Gerçekten de Beşiktaş ilk defa kantara çıktı dün. Zor bir deplasmanda, sağlam bir takıma karşı bu sezon ilk defa oynuyorlardı. Rakip 10 kişi kaldığında bile hissedildi bu. Ama 11’e 11 oynansaydı böyle usta ve mahir gözükürler miydi? İşte onu anlamak için belki de bir sonraki zor maçı beklemek gerek.
Trabzonspor da ilk defa futbol oynadığını hissetti dün. Sezonun ilk lig golünü attılar, ilk lig golünü yediler. Ciğerleri açılmıştır biraz. Spazm çözülmüştür. Gerçi eksik oynamak çok yordu onları. İlk 13 dakikada fırtına gibiydiler, sonrası mutedil ve yer yer kaba dalgaya döndü. Bu da gayet doğal tabii. Asıl Şenol Güneş Trabzon’unu izlemek için biraz beklemek şart.
İlk yarı iki devreden oluştu sanki. Kırmızı karta kadar Trabzonspor dikte etti oyunu. Önde bastılar. Sürekli ısırdılar. Topa ve oyuna yön verdiler. Beşiktaş bu kuşatmanın şokunu rakip 10 kişi kaldığında hemen atlatamadı. Tutukluk bir 15 dakika falan geçmedi. Aslında tam tamına 17 dakika. 30’daki su molası yeni bir aşamaya taşıdı bizi. Bu su arasını adeta basketbol molası gibi kullanan van Bronckhorst bir anda vidaları sıkıştırdı, planı yeniden çizdi ve Beşiktaş akmaya başladı. O yüzden beraberlik golü bağıra çağıra geldi.
İşte tüm bu başarılı Beşiktaş ataklarının arkasında yine Rafa Silva vardı. Gerçekten de şu ana dek sezonun en iyi transferi o. İki koldan Svensson ve Masuaku bindirmeleri de gelince golle iki kez burun buruna geldi Portekizli. Baktı kendisi atamıyor, Gedson’a asistin asistini yapıp gene takımı adına sahanın en iyisi oldu.

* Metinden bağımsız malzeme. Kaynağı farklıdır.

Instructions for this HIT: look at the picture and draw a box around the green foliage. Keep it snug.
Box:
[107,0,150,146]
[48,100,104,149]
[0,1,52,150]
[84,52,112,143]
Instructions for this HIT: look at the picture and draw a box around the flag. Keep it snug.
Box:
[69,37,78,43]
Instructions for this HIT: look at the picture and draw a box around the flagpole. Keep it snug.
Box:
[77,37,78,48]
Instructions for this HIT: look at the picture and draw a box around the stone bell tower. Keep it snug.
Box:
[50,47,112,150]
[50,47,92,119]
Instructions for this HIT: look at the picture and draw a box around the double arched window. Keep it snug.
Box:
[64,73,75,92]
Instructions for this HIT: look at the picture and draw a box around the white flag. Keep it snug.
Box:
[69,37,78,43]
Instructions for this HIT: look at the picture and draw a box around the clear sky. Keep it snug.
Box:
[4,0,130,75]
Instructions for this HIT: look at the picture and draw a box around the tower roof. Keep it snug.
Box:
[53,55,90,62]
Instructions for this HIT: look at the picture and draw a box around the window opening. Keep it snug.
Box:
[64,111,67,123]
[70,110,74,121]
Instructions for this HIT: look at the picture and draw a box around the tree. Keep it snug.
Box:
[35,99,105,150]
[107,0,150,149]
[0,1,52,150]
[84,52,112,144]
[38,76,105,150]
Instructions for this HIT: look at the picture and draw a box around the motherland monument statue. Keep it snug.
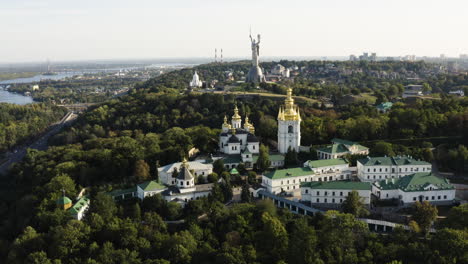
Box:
[246,34,265,83]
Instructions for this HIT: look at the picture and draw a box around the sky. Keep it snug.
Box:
[0,0,468,63]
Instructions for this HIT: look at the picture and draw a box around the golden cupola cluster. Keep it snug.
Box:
[278,88,301,121]
[244,116,255,134]
[232,105,241,121]
[222,105,255,134]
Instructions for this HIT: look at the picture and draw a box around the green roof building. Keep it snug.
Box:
[374,172,455,204]
[262,167,314,194]
[56,194,72,210]
[376,102,393,113]
[357,156,432,182]
[301,181,372,207]
[317,138,369,159]
[137,181,167,200]
[69,196,90,220]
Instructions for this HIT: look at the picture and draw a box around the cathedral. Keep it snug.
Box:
[219,88,301,168]
[278,88,301,154]
[219,106,260,158]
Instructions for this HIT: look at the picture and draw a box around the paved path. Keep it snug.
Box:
[0,112,77,175]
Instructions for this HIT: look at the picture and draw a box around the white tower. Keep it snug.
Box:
[278,88,301,154]
[231,105,242,129]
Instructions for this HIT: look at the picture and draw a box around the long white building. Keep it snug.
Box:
[372,172,455,205]
[158,160,213,185]
[301,181,372,207]
[357,156,432,182]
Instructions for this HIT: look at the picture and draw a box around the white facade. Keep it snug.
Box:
[219,106,260,155]
[262,173,314,194]
[301,187,372,206]
[190,71,203,88]
[357,157,432,182]
[278,120,301,154]
[278,88,301,154]
[372,172,455,205]
[158,160,213,185]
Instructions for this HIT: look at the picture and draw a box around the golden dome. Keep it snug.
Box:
[232,105,241,121]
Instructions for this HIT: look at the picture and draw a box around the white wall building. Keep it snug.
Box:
[372,172,455,205]
[158,160,213,185]
[357,156,432,182]
[69,196,91,220]
[301,181,372,207]
[219,106,260,158]
[317,138,369,159]
[136,181,167,200]
[262,167,314,194]
[304,158,352,181]
[189,71,203,88]
[278,88,301,154]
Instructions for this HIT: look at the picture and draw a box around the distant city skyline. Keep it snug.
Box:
[0,0,468,64]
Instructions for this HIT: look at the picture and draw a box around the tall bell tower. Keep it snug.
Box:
[278,88,301,154]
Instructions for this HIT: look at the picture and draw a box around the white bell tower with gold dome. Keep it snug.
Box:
[278,88,301,154]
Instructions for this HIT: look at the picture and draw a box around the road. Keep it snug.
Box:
[0,112,78,175]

Şenol Güneş de az kurt değil. Kendi derbisi sayılan bu maçta öyle bir ikinci yarı planı yapmış ki, Beşiktaş kaldığı yerden başlayamadı bir türlü. Sanki 17-30 arasında gibiydiler. Topa hakimdiler, ama oyuna hükmedemediler. Sadece bu da değil. Uğurcan sanki yeniden o en iyi zamanlarındaki gibi. Rakibi Mert Günok’un Euro 2024 performansını adeta egale etti. Puan kazandıran kurtarışlardı bunlar. Maçın yıldızıydı.
Malum berabere bitti maç. Kim sevindi buna peki? Maçın ilk 15 dakikasını seyrettiyseniz Beşiktaş. İlk yarının son 15 dakikasını seyrettiyseniz Trabzonspor. Peki ya ikinci yarıya odaklandıysanız? O zaman müstahaklar. Biri müthiş mücadele etti, diğeri de kilidi açmak için epey uğraştı. Sonuçta Trabzonspor deplasmanından bir puanla dönmek eski lig zamanlarında başarıdır. Ama 10 kişi kalmış rakibi de yenip gelmek ister insan. Hele de böyle bir ligde. Öyle değil mi?